Alerta o Papa Francisco que, na actualidade, «nota-se a penetração cultural de uma espécie de “desconstrucionismo”, em que a liberdade humana pretende construir tudo a partir do zero. De pé, deixa apenas a necessidade de consumir sem limites e a acentuação de muitas formas de individualismo sem conteúdo» (Fratelli Tutti, n.º 13). Este alerta não é sem fundamento e deve levar-nos a uma reflexão maior sobre as nossas escolhas quotidianas e sobre o impacto destas no nosso caminho e discernimento vocacional. Fechar os olhos às experiências que outros tiveram por ocasião da sua descoberta vocacional é enterrar a cabeça na areia como a avestruz e pôr-se à mercê de uma vida edificada sobre a areia, sem alicerces e marcada pela fragilidade.

Quantas vezes não ouvimos pessoas arrependidas de não ter ousado tomar certas atitudes no passado? Quase sempre estas pessoas depararam-se com oportunidades únicas que as levariam a uma vida autêntica e feliz, mas... quiseram responder a esses caminhos que se abriam diante delas de maneira individual, sem pedir ajuda a ninguém. Consequentemente, as circunstâncias adversas levaram a melhor e estas pessoas tiveram de se resignar a uma vida boa, mas não feliz; uma vida cómoda, mas não de plena realização. Será isso que desejamos para nós? Não estará a nossa pretensão de auto-suficiência a confinar o nosso futuro àquilo que as circunstâncias nos oferecem? Estaremos nós dispostos a abdicar da felicidade em nome do nosso orgulho e dos nossos caprichos egoístas?

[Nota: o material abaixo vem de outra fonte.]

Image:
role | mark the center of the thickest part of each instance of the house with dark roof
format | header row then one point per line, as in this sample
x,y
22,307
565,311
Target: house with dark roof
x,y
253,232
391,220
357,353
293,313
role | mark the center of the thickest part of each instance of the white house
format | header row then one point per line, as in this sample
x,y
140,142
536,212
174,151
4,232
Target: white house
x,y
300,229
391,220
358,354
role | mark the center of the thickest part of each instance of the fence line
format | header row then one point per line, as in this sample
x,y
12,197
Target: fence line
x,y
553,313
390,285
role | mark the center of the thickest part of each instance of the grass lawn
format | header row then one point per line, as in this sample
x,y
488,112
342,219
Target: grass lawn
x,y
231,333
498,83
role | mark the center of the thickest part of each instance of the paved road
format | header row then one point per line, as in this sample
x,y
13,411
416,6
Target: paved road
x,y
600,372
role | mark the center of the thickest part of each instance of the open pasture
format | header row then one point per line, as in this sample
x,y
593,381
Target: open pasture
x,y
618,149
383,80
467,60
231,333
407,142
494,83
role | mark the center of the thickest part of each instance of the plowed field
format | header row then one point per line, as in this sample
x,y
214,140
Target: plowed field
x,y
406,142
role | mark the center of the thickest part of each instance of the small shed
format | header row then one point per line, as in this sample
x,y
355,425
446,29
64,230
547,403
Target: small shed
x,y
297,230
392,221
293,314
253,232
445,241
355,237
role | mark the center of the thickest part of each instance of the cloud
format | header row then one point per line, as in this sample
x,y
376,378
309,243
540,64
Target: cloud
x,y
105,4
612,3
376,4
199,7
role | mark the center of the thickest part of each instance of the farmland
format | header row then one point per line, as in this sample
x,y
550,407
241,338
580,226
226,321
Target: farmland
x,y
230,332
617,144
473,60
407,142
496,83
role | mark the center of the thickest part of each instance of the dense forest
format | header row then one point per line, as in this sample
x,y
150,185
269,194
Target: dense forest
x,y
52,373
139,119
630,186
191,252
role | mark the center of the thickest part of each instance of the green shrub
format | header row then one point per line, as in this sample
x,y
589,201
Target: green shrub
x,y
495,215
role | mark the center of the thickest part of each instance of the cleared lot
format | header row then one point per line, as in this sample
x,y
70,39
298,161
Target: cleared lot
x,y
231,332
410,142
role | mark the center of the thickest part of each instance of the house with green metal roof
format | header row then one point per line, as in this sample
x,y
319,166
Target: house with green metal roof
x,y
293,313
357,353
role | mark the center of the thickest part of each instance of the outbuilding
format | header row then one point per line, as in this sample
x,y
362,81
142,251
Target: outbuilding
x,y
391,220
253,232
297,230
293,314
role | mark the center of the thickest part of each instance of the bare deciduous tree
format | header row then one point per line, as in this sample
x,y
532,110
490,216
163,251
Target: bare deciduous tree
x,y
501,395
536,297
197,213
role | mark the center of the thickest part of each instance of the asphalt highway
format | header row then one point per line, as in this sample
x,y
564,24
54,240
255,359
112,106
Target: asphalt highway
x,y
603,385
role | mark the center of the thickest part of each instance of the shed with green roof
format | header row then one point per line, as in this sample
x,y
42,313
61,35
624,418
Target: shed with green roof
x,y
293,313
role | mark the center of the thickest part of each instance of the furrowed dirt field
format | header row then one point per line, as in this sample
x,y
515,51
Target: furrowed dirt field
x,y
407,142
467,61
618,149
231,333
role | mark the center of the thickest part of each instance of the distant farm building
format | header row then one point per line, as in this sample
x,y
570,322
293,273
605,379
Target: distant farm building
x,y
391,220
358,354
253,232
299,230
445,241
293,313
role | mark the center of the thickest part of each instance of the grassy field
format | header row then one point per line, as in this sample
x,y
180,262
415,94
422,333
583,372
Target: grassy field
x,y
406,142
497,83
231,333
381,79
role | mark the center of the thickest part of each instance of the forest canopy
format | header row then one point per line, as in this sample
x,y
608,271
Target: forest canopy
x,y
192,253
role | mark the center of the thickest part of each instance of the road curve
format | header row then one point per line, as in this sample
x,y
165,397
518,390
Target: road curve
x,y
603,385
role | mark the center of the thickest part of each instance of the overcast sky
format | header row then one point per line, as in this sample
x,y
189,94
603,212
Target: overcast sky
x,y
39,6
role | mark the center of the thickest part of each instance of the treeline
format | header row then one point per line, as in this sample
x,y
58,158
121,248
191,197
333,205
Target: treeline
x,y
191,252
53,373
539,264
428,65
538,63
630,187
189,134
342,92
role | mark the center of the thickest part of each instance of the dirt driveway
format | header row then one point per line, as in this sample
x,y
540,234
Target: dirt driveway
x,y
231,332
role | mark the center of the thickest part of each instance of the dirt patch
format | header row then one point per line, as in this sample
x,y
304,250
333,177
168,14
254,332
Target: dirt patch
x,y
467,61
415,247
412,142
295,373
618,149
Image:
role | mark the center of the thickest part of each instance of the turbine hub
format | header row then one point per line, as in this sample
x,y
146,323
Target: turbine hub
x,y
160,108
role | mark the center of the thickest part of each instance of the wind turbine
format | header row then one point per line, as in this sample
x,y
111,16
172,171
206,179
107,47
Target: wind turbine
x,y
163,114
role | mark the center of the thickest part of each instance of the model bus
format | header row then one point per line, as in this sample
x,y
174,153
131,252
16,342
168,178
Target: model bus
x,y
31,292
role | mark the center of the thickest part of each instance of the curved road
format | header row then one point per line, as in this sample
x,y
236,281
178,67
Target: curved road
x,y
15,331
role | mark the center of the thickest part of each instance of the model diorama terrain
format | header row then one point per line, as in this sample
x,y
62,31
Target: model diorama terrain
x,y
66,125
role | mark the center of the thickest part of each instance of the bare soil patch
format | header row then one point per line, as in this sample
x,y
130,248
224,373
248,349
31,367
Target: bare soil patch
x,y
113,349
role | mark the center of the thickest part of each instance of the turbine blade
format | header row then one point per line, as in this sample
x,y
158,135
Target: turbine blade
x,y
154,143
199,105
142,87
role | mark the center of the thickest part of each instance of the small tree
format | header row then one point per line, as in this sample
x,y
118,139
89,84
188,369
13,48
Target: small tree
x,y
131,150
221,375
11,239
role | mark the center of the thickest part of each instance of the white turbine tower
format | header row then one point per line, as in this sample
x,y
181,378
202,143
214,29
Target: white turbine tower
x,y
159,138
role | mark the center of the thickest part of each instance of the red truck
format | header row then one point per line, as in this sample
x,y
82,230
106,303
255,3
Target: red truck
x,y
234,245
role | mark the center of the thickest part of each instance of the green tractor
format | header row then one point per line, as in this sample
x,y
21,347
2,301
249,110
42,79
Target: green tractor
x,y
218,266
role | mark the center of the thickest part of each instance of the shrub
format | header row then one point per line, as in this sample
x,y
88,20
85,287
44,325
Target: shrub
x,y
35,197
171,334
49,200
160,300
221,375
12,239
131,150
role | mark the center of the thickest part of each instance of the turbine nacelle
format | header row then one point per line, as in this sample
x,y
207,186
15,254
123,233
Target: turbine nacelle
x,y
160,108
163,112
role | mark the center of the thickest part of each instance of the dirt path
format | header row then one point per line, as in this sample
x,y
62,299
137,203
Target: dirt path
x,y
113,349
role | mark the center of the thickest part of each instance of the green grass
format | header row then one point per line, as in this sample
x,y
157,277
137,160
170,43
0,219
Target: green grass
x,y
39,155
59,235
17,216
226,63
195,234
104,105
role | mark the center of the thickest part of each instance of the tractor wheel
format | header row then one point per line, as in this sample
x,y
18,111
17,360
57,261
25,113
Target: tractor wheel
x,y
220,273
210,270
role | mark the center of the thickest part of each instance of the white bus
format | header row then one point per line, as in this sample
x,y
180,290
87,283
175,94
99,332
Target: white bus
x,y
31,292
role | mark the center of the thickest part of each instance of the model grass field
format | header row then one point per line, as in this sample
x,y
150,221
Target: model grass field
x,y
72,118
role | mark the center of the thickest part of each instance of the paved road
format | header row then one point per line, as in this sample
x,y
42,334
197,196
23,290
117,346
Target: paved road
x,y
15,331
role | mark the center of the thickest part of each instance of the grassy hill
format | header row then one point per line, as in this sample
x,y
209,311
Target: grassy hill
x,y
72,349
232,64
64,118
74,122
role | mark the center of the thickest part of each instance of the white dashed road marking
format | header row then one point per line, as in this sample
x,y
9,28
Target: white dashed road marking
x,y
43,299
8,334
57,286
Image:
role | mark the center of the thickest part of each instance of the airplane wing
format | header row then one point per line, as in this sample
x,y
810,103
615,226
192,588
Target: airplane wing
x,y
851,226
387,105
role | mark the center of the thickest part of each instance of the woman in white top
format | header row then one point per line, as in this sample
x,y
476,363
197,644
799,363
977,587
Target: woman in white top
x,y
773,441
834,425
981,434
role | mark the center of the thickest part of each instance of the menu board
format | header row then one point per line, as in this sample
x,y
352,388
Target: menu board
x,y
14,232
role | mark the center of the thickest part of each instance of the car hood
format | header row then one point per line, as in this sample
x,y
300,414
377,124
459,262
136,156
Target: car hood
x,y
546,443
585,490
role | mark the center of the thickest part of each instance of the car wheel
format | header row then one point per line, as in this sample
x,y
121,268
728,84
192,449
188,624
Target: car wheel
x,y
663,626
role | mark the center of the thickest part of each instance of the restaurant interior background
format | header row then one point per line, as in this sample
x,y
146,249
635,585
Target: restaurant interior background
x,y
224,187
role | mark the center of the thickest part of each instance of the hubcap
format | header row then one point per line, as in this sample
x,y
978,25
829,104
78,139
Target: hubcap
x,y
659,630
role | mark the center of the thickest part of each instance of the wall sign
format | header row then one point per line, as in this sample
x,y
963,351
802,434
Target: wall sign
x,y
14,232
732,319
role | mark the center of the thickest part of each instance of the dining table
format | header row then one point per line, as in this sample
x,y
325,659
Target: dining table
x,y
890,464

O limite da nossa visão sobre o mundo, sobre as circunstâncias e sobre nós mesmos, não é algo de mau, nem algo que bloqueia e impede o nosso futuro. Ao contrário, neste limite temos a possibilidade de ir para lá do que até ousamos sonhar e descobrir, em nós e nos outros, muito mais do que até imaginávamos. Um caminho só se faz caminhando e este limite – que não é limitação – possibilita ir ao encontro de outros que vivem segundo uma vocação que pensamos ser a nossa; possibilita entrar num caminho de novas possibilidades e tornar a esperança mais forte do que a ilusão e a fé mais poderosa do que todos os medos.

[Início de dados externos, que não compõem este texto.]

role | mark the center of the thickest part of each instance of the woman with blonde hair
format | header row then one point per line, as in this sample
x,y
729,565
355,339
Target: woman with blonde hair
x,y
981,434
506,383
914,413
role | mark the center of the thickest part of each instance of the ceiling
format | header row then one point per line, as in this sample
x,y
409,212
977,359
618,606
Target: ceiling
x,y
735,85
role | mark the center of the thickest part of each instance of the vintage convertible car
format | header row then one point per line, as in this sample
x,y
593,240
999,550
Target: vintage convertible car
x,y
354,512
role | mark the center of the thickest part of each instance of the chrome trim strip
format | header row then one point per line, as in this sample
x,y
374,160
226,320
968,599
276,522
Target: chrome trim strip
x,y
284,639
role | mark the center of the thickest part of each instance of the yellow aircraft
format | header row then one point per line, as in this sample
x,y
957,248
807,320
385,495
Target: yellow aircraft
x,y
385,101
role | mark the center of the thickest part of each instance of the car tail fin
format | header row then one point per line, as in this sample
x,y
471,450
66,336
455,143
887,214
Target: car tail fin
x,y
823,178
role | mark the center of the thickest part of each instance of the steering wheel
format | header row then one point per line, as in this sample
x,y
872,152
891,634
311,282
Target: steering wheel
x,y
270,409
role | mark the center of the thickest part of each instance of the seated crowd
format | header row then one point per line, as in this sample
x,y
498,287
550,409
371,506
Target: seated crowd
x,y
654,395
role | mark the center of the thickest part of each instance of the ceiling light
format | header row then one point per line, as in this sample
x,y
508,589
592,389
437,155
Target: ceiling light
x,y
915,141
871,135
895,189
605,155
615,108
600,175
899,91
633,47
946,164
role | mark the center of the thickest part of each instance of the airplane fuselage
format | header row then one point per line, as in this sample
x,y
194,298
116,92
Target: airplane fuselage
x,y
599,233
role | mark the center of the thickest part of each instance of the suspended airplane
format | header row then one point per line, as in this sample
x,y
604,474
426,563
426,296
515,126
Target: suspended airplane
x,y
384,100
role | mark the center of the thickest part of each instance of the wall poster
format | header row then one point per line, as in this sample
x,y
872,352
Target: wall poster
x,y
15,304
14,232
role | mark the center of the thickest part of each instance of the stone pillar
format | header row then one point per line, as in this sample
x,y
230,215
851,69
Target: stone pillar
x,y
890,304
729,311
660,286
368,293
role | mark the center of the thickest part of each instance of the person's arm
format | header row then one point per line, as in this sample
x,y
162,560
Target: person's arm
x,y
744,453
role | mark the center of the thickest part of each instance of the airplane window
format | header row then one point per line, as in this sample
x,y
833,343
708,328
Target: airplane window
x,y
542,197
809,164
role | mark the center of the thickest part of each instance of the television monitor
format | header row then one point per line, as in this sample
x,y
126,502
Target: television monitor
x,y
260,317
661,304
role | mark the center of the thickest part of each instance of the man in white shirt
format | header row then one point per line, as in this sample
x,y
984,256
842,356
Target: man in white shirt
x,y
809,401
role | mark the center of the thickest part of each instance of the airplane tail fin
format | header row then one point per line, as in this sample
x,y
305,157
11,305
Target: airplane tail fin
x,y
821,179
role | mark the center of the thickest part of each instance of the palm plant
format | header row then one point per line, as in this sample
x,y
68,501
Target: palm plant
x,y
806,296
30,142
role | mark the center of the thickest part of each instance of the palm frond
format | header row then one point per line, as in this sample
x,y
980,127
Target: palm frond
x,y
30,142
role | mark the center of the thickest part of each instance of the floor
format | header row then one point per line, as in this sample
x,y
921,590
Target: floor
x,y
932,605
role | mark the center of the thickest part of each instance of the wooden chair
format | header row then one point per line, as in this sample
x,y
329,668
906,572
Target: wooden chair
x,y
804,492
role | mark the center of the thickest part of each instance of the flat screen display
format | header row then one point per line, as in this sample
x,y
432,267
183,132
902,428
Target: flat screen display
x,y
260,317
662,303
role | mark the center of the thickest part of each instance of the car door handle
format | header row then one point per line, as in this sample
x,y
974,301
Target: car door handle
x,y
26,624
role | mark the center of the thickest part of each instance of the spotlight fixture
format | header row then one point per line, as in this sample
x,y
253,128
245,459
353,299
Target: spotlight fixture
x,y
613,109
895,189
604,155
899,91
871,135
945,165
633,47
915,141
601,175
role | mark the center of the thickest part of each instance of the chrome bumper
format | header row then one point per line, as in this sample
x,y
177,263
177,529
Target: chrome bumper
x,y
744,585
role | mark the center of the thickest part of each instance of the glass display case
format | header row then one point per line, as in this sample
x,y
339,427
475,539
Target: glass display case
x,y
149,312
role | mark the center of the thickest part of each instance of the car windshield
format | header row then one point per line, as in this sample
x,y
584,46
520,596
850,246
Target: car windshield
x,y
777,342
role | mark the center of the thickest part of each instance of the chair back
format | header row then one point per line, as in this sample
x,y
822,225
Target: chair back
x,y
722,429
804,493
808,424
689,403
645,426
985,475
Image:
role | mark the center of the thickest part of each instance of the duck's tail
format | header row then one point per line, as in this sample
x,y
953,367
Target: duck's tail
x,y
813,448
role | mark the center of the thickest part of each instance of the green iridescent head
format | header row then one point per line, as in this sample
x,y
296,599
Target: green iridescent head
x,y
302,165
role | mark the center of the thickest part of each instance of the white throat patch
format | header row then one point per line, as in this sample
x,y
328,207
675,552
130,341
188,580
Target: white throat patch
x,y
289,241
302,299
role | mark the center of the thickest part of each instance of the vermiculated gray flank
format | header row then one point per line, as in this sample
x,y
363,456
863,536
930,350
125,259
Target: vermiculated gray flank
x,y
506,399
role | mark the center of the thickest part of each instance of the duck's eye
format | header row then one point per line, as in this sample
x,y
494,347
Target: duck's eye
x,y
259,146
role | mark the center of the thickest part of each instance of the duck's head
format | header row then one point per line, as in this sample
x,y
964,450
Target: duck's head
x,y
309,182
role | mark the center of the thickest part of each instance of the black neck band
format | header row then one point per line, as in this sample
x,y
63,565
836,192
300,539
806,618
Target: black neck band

Que sentido teria uma vocação se não houvesse possibilidade de realizar-se? Que dom seria este? Quando nos resignamos ao «eu queria, mas não é possível», estamos a dizer que Deus nos ofereceu um dom, mas bloqueou-nos todas as possibilidades de o recebermos. Que Deus seria este? Não faz sequer sentido pensar as coisas desta forma. Ao contrário, se o dom está lá, depende de nós procurar, ir ao encontro e ser perseverante num caminho (nunca fácil, mas sempre possível e com resultados concretos) de discernimento e vivência vocacional.